The optimal cp (complexity parameter) selected via cross-validation was 0.001. The tree was pruned to include 5 splits, leading to a simpler, more generalizable model. This pruning minimized the cross-validation error to 0.25% (i.e., nearly perfect generalization).
Accuracy: 0.9993 (≈ 99.93%) Sensitivity (Recall for edible): 1.0000 → All edible mushrooms were correctly identified. Specificity (Recall for poisonous): 0.9985 → Almost all poisonous mushrooms were correctly identified. Kappa: 0.9985 → Almost perfect agreement. No Information Rate (NIR): 0.5219 → Shows that your model is significantly better than random guessing. McNemar’s Test: Not significant (p = 0.2482), indicating no bias in error distribution between the classes.

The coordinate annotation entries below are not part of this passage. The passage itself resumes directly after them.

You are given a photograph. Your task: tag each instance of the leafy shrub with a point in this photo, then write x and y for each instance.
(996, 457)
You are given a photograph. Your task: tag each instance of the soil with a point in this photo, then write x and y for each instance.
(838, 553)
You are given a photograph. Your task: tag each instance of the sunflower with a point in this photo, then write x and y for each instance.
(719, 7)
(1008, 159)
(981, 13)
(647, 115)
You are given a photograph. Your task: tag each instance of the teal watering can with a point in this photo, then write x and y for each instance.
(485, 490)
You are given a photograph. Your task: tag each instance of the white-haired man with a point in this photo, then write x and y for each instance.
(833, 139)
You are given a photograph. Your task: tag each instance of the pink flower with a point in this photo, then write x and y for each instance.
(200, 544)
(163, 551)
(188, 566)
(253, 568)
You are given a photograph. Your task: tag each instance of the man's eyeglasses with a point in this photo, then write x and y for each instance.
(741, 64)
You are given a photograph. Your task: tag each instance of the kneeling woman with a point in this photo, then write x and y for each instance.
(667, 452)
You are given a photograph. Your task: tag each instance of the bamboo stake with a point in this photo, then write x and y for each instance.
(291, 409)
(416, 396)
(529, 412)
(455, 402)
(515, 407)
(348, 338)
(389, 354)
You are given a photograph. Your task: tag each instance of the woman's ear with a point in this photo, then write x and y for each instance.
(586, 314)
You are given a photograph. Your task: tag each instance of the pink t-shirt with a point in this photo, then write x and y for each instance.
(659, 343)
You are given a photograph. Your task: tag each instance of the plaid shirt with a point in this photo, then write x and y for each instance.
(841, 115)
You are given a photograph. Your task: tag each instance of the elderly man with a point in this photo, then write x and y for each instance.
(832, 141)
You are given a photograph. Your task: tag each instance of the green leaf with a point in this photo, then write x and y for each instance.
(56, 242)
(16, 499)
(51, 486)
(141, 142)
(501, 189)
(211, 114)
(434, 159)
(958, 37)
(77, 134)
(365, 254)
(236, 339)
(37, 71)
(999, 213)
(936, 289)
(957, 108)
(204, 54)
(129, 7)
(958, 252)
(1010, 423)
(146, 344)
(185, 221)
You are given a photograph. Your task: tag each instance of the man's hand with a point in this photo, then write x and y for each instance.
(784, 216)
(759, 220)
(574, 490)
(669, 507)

The CART model achieved excellent performance, correctly classifying 99.93% of mushrooms in the test set. The tree is simple and interpretable, with decisions hinging primarily on odor, followed by visual features like stalk and spore color. All edible mushrooms were detected perfectly, and only 3 poisonous mushrooms were misclassified as edible — extremely low error risk, which is critical in this domain.
# Load required library
library(randomForest)
## randomForest 4.7-1.2
## Type rfNews() to see new features/changes/bug fixes.
##
## Attaching package: 'randomForest'
## The following object is masked from 'package:ggplot2':
##
## margin
# === Step 1: Ensure the target variable is a factor ===
train_data$class <- as.factor(train_data$class)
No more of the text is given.